Louie Kamookak, Inuit historian and educator, has died
Kamookak was famed for his role in the discovery of HMS Erebus in 2014
Louie Kamookak has died after a period of serious illness.
Kamookak's home was Gjoa Haven, Nunavut. He was 58 years old and is perhaps most famous for his role in the discovery of HMS Erebus in 2014, one of polar explorer John Franklin's lost ships.
Kamookak was an amateur historian who had been collecting Inuit oral history most of his life. He was recognized last year with the Order of Canada, after being inducted into the Order of Nunavut earlier in the year. In 2015 he was among the recipients of the inaugural Polar Medal, an award meant to recognize exceptional dedication to the North and its people.
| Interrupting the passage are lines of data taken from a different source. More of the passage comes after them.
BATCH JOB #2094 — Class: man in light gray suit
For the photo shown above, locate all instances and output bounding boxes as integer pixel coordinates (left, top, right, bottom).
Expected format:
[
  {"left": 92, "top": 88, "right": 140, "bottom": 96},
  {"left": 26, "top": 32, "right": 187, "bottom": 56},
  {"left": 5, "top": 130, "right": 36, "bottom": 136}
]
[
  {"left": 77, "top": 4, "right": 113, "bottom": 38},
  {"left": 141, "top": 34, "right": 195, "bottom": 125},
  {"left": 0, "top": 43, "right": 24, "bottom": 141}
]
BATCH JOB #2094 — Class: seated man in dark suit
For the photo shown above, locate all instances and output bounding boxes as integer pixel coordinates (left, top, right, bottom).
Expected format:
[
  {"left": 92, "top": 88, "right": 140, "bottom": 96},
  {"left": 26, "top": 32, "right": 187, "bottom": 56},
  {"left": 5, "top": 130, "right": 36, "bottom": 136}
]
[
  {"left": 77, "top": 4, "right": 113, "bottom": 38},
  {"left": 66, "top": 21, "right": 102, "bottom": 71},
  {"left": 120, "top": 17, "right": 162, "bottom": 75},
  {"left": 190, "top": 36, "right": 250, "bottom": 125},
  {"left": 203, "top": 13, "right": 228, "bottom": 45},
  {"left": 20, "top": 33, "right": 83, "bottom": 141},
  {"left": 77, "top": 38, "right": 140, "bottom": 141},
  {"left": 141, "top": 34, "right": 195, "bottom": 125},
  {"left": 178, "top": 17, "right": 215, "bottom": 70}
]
Last September Kamookak was continuing his historical work, looking for the Franklin's remains. Franklin, with his crew of 129, were never seen again after the 1845 expedition to discover the Northwest Passage.
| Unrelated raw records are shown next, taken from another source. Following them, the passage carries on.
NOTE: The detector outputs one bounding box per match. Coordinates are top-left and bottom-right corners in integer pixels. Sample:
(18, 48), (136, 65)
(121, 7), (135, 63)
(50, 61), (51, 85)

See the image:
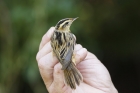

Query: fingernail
(77, 48), (87, 55)
(47, 27), (55, 38)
Kamookak was also involved in a project to collect and share knowledge held by Inuit elders surrounding Franklin's ill-fated expedition.
Kamookak was the honorary vice president of the Royal Canadian Geographic Society.
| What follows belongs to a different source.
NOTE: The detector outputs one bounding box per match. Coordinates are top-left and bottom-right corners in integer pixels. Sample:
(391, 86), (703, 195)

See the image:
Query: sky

"He was something of a legend before I met him," said John Geiger, chief executive officer of the Royal Canadian Geographic Society.
Geiger said Kamookak was able to bridge the gap between contemporary historical accounts and Inuit knowledge of the lost Franklin expedition.
"He was incredibly important to the society. Louie was … the last great Franklin searcher. He's someone who devoted decades of his life … to educating young people. He's educated people across Canada and across the world.
"He's made an enormous contribution and we're very sad to hear of his passing."
Geiger said the society is planning a new society medal in honour in Kamookak's name.
"He was a very important person in our community. We want to make sure he's never forgotten."